No way I've just realised how powerful these heightmaps could be. I reckon I could have a player flying even a very fast airplane through a landscape where the program just referenced a heightmap to know what vertices and thus what polygons to display. I could just use a circle with its radius based on the player's view distance to know which vertices to load. The actual entire 3D terrain need never even exist in full vertex form in memory anywhere.

I could even use a special colour within a heightmap that corresponded with areas that were of very high detail such as little paths or roads. The main landscape rendering code could then just ignore these areas and then go back into them once everything else was took care of and use a heightmap with the same resolution but over a smaller area to recreate these small intimate places.

This would mean you could alter the 'tilesize' of your height map depending upon how much detail was in the area being covered by it. Large open rolling terrain would have a heightmap covering a large area which would give lower vertex position resolution, whilst small intimate places would have a heightmap covering a much smaller area meaning I could still use fine vertex variations in intimate areas.

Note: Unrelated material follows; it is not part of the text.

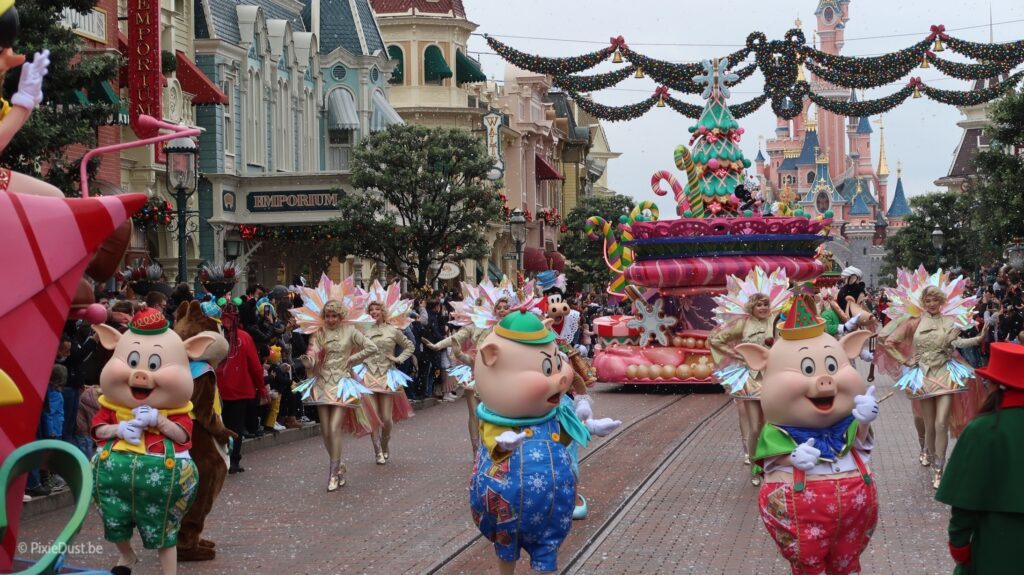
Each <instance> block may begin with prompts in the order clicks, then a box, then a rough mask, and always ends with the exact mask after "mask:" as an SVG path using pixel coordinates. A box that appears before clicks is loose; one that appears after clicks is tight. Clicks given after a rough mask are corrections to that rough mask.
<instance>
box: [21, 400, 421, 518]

A decent search algorithm could I presume tell me which vertices need not be rendered (say they are behind a mountain) and these never even get sent to DirectX so it doesn't have to draw loads of unrequired stuff and then rely on the Z buffer to display the screen properly.

This could be really powerful and provide the answer as to how to render huge yet detailed environments realistically on the fly at low memory cost. Thanks for pointing me in this direction, cheers!

neuspadrin

You might also want to look into 2 other programs we often use here at Terragen:

GeoControl2 - http://www.geocontrol2.com/e_index.htm
Has a 31 day trial.

and

World Machine 2 - http://www.world-machine.com/index.html (currently 25% off standard version)
Has a unlimited length demo version for noncomercial use, with a size limit on exports.

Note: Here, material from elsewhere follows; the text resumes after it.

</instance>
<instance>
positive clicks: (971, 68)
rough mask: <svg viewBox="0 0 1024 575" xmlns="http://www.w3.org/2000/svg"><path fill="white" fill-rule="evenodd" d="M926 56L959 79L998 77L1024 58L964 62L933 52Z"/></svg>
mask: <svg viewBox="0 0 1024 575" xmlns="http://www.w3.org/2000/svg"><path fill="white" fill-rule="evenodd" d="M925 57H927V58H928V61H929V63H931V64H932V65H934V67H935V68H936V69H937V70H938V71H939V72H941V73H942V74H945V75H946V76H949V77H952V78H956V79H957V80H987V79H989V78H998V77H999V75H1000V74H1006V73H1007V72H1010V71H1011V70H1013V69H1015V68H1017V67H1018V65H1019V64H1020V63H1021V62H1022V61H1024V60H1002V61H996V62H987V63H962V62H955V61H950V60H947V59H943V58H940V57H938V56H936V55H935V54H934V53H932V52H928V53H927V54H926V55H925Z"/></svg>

These are dedicated to just terrain generation, where as terragen itself is more dedicated to generation + animation.  You could perhaps use terragen to make your texture tiles, and one of these others to generate terrains.

Those other programs also have more choice on file export I believe.  Many different formats of heightmaps + I believe both support exporting as mesh (obj format i think?).

N810

For clasic you might want to check out the "for export only" plug in as well,
it gives you a few more options.
Hmmm... wonder what this button does....

adder6

That sounds great. Thank you both so much for your help ;)

Oshyan

I agree with Neuspadrin, a dedicated heightfield modeler may be better for your needs. World Machine and Geocontrol are both good options, around the same price as TG Classic but with far more power, control, options, and flexibility in terrain generation and output. World Machine has decent geometry export functions and controls. Both can generate and export textures and masks.